In other words, it will have access to robot bodies in the real world and in simulations. It will be trained on a wide variety of data, not just text. And it will be inclined to take actions such as running scripts, simulations, and experiments in order to corroborate its hunches.
I doubt this is what he has in mind here.
After playing with ChatGPT casually, the two most immediate use-cases that jump out are:
1. Advanced search.
I didn't realize it before, but there is useful niche in between Google search and question-and-answer forums (eg StackExchange, Quora, Reddit, etc.) Google is good for factual questions with definitive answers, but can be hard to use for more complex, subjective questions or questions where you don't understand enough about the topic to know how to put your confusion into words.

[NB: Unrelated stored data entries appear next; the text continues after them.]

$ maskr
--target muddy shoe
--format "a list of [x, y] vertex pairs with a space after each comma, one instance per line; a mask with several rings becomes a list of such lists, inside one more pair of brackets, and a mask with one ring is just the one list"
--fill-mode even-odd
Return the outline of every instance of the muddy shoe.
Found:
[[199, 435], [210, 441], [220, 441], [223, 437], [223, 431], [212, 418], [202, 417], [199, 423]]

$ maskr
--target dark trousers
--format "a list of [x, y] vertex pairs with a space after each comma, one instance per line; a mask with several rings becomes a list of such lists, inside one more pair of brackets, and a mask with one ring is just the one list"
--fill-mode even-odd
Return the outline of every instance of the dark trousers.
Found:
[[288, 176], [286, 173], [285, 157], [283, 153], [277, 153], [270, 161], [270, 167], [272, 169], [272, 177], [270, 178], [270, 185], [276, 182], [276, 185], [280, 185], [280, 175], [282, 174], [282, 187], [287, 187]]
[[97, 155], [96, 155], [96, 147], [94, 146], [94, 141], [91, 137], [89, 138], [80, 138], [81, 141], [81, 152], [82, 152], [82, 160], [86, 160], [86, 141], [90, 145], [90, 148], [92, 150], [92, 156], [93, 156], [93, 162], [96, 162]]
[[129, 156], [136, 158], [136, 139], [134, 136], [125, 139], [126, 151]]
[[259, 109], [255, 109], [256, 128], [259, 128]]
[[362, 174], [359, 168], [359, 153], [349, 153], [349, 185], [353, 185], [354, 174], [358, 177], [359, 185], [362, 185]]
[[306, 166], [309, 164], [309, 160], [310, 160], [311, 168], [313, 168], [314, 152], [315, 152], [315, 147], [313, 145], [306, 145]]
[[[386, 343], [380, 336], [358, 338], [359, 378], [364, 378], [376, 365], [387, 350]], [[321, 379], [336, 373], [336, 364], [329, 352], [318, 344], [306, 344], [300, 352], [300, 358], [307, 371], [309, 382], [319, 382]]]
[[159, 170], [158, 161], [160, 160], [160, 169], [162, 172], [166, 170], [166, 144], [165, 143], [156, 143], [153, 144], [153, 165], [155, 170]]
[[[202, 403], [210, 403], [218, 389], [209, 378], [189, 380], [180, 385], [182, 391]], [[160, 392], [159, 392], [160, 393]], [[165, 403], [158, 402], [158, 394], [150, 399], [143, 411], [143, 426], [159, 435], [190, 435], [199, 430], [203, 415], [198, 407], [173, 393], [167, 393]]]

Forums like StackExchange can often fill the void for questions too advanced and specific for Google. But forums have drawbacks of their own. One is feedback time. Even if an expert gets around to your question, it might take a couple of days or even months. And sometimes, no one bothers to answer your question at all. And it can be hard to ask followup questions without coming across as overbearing.
I have found ChatGPT useful for exactly the type of questions that could slip through the cracks before.
2. Quickly producing boilerplate.
I don't want to contribute to the railing against "email jobs", but it really is incredible how much cliche boilerplate BS you are expected to produce as a knowledge worker. GPT allows you to reduce the time it takes to produce a first draft by like 90% (though you still need to be careful throughout the editing to make sure that there are no factual inaccuracies). ChatGPT will obviously useful for stuff like high school and college essays. But also useful for BS like cover letters, statements of purpose as well.
And what's nice is that you can create customized boilerplate quite easily now. Like let's say you are applying to graduate school, and you want your statement of purpose for each school to mention specific aspects of that school so that you come across as enthusiastic. That would be really time-consuming before. But that's exactly the kind of task that GPT excels at.